И они, конечно же, просто не могли не видеть, что со мной сделали. Окружавшие меня трое Лучей — по определению искуснейшие Вэй Тефриана — обязаны были заметить, что совершил четвёртый. Верховный Магистр. Воплощение закона страны и Звёздной чести. Безупречный арбитр всех распрей внутри Звезды и облечённый абсолютным доверием короля Голос Вэй на вершинных советах. Я не был настолько наивным, чтобы верить в сияющую чистоту тех, что были всё-таки детьми Сумрака, несмотря на способность слушать песни Мерцания и танцевать в Кружевах… но всё же в его честности я никогда не сомневался, как и в честности прочих Магистров, и тем более — Лучей Звезды.
И сейчас я оставался живым только потому, что Луч и Верховный Магистр Тефриана вмешался в моё испытание и наперекор всем правилам завершил его. Соединил с моим, уже тающим, своё собственное кружево — причём даже сам я заметил это не сразу, поскольку он до ноты воспроизвёл мой узор, вливая в него тоненькой струйкой, невесомой и неслышной капелью, свою энергию.
И теперь я лежал — парил — скрывался в тенях глубоких мелодий, застыв от ужаса и лихорадочно пытаясь понять: что прямо сейчас мне сделать, чтобы в ближайшие несколько мгновений не умереть?
Я пустил свои мысли лететь так стремительно, что и сам едва успевал замечать их.

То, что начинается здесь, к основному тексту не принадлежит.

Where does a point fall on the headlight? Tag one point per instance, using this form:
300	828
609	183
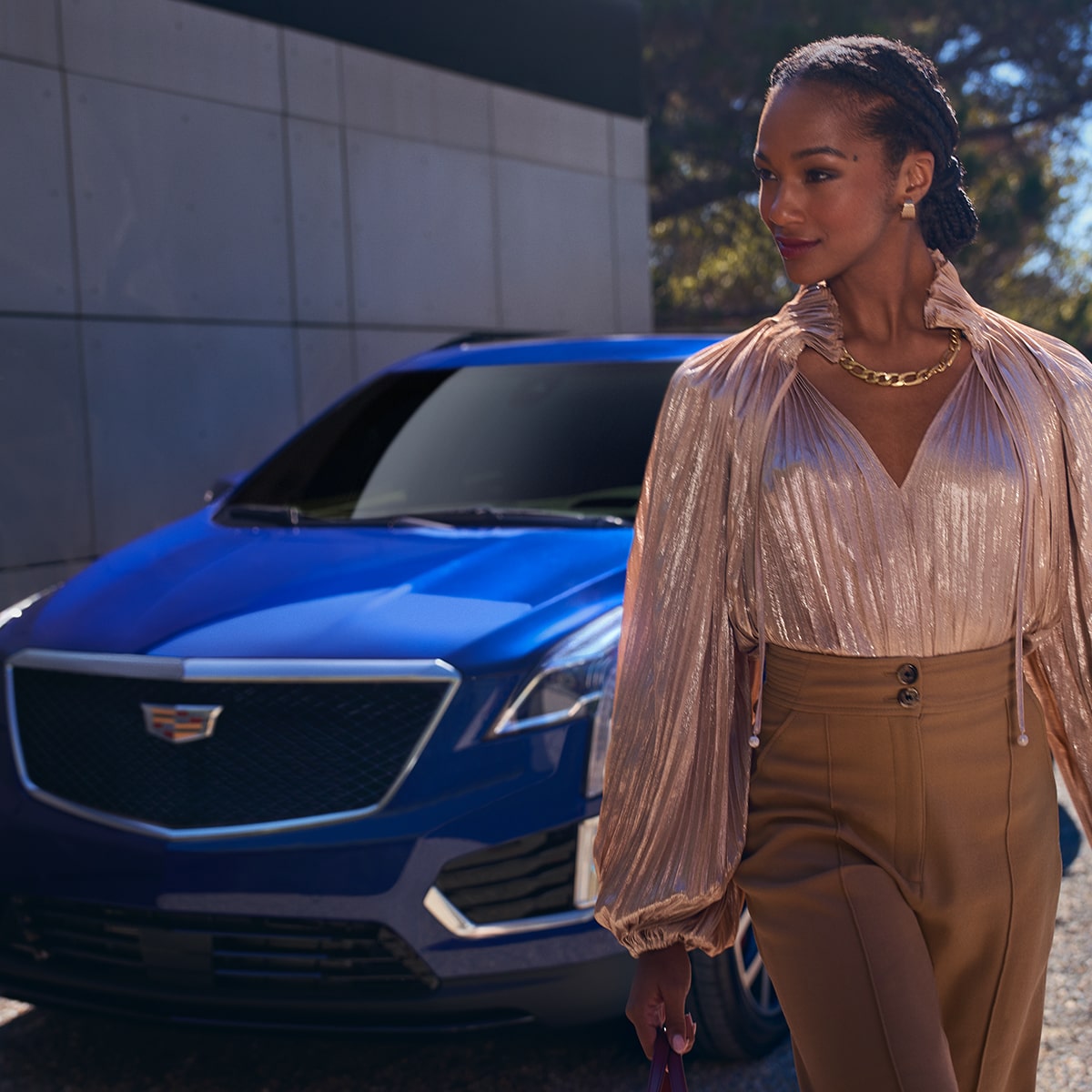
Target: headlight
15	611
569	682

Если он думает, что я не заметил, но заметили все остальные, — то мне уже конец, и тревожиться не о чем. Потому что я до сего дня не сомневался: подделка чужого кружева невозможна, и в любом случае — незаконна в высшей степени, и наказанием будет смерть, причём наверняка долгая и мучительная. А раз этим занимается Верховный, не скрываясь от прочих Лучей, то в моих знаниях огромная дыра, и в Лучи я не гожусь однозначно. Не считая того, что испытание я не вытянул.
Но я заметил. Хотя это было отнюдь не просто, даже с моей довольно редкой чувствительностью к глубоким гармоникам. И если я сейчас заявлю это, то пусть не силу, но искусность мою в танце я уж точно докажу, и совсем не детскую искусность ученика, а вполне взрослый уровень, доступный не каждому Магистру.
Но если я ляпну на весь зал, что заметил тонкую, практически неощутимую подделку Верховным моей мелодии… а он вовсе не желает, чтобы те трое узнали об этом?
Тогда я не успею ничего ляпнуть — он прикончит меня за одно намерение.
Он может прикончить меня прямо сейчас — если мой тайный облик вовсе не столь скрыт, как мне кажется. Он сумел спеть моим голосом — тогда вполне вероятно, что он слышит и этого меня.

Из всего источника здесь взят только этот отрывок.